The government is pressing ahead with Labour legislation to streamline employment equality rules.
Home Secretary Theresa May said the Equality Act, passed in April, would be implemented in October.
Mrs May, who is also Equalities Minister, said it would make it easier for firms to comply with anti-discrimination rules.
It will also stop employers using pay secrecy clauses to prevent employees discussing their own pay.
In addition, the act bans age discrimination by employers and includes provisions aimed at extending the rights of disabled people.
However, the government has so far stopped short of forcing employers to reveal how much they pay men compared with women, as had been planned by the Labour government.
A Government Equalities Office (GEO) spokesperson said: "We are thinking about what our next steps on equal pay should be and will make an announcement in due course."
Drawing nine separate pieces of legislation into a single act, it was passed on 8 April but has not yet become law.
Among its measures, it imposes a new duty on public bodies - such as education authorities and health trusts - to consider reducing socio-economic inequalities, for example with policies preventing poorer children from missing out on places at the best schools.
The GEO said this was "the first wave of implementation" of the Equality Act which would "pave the way for the implementation of landmark provisions to protect disabled people from discrimination and tackle the gender pay gap".

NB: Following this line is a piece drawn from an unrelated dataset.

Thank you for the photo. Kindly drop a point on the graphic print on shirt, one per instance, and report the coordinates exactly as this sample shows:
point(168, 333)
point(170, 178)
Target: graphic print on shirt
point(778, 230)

In opposition as shadow minister for women, Mrs May had expressed fears that many of the act's clauses would be too bureaucratic and expensive.
However, she now insists the act demonstrates the coalition government's commitment to equality.
"By making the law easier to understand, the Equality Act will help businesses treat staff fairly and meet the needs of a diverse customer base," she said.
"The law will be easier to understand and better able to protect people from discrimination.
"A successful economy needs the full participation of all its citizens and we are committed to implementing the Act in the best way for business."
Trevor Phillips, the chair of the Equality and Human Rights Commission, welcomed the speed with which the government had moved to implement the legislation.
"The Equality Act will make Britain a fairer country for all," he said.
Some shipping companies have complained that the laws will force them to quit the UK because they would have to pay UK rates to foreign-based seafarers who do not have the burden of British living costs.